Hydrolytic
reactions constitute an important pathway of drug metabolism
and a significant route of prodrug activation. Many ophthalmic drugs
and prodrugs contain ester groups that greatly enhance their permeation
across several hydrophobic barriers in the eye before the drugs are
either metabolized or released, respectively,
via
hydrolysis. Thus, the development of ophthalmic drug therapy requires
the thorough profiling of substrate specificities, activities, and
expression levels of ocular esterases. However, such information is
scant in the literature, especially for preclinical species often
used in ophthalmology such as rabbits and pigs. Therefore, our aim
was to generate systematic information on the activity and expression
of carboxylesterases (CESs) and arylacetamide deacetylase (AADAC)
in seven ocular tissue homogenates from these two species. The hydrolytic
activities were measured using a generic esterase substrate (4-nitrophenyl
acetate) and, in the absence of validated substrates for rabbit and
pig enzymes, with selective substrates established for human CES1,
CES2, and AADAC (
d
-luciferin methyl ester, fluorescein diacetate,
procaine, and phenacetin). Kinetics and inhibition studies were conducted
using these substrates and, again due to a lack of validated rabbit
and pig CES inhibitors, with known inhibitors for the human enzymes.

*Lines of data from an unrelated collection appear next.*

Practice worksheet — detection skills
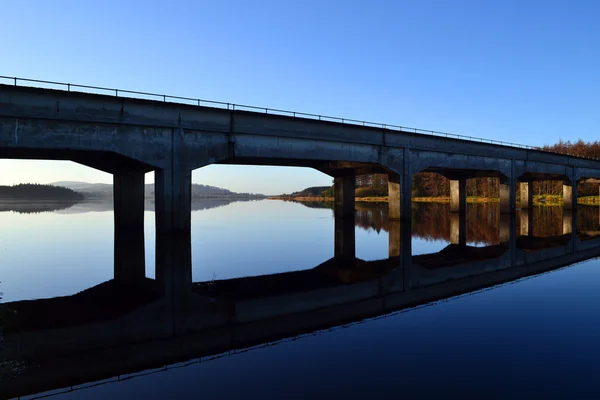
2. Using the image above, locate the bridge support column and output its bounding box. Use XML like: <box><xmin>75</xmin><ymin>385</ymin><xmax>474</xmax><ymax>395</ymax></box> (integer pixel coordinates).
<box><xmin>519</xmin><ymin>209</ymin><xmax>533</xmax><ymax>236</ymax></box>
<box><xmin>450</xmin><ymin>214</ymin><xmax>467</xmax><ymax>246</ymax></box>
<box><xmin>498</xmin><ymin>215</ymin><xmax>511</xmax><ymax>243</ymax></box>
<box><xmin>333</xmin><ymin>174</ymin><xmax>356</xmax><ymax>220</ymax></box>
<box><xmin>154</xmin><ymin>168</ymin><xmax>192</xmax><ymax>334</ymax></box>
<box><xmin>334</xmin><ymin>217</ymin><xmax>356</xmax><ymax>262</ymax></box>
<box><xmin>388</xmin><ymin>219</ymin><xmax>401</xmax><ymax>258</ymax></box>
<box><xmin>500</xmin><ymin>177</ymin><xmax>517</xmax><ymax>213</ymax></box>
<box><xmin>563</xmin><ymin>210</ymin><xmax>573</xmax><ymax>235</ymax></box>
<box><xmin>563</xmin><ymin>182</ymin><xmax>577</xmax><ymax>210</ymax></box>
<box><xmin>388</xmin><ymin>174</ymin><xmax>400</xmax><ymax>220</ymax></box>
<box><xmin>113</xmin><ymin>171</ymin><xmax>146</xmax><ymax>283</ymax></box>
<box><xmin>519</xmin><ymin>182</ymin><xmax>533</xmax><ymax>210</ymax></box>
<box><xmin>386</xmin><ymin>149</ymin><xmax>412</xmax><ymax>220</ymax></box>
<box><xmin>450</xmin><ymin>178</ymin><xmax>467</xmax><ymax>214</ymax></box>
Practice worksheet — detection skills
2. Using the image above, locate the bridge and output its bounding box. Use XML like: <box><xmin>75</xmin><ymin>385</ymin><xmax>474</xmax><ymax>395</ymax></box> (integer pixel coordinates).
<box><xmin>0</xmin><ymin>77</ymin><xmax>600</xmax><ymax>306</ymax></box>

Protein expression levels were measured using quantitative targeted
proteomics. Rabbit ocular tissues showed significant variability in
the expression of CES1 (higher in cornea, lower in conjunctiva) and
CES2 (higher in conjunctiva, lower in cornea) and a poor correlation
of CES expression with hydrolytic activities. In contrast, pig tissues
appear to express only CES1, and CES3 and AADAC seem to be either
low or absent, respectively, in both species. The current study revealed
remarkable species and tissue differences in ocular hydrolytic enzymes
that can be taken into account in the design of esterase-dependent
prodrugs and drug conjugates, the evaluation of ocular effects of
systemic drugs, and in translational and toxicity studies.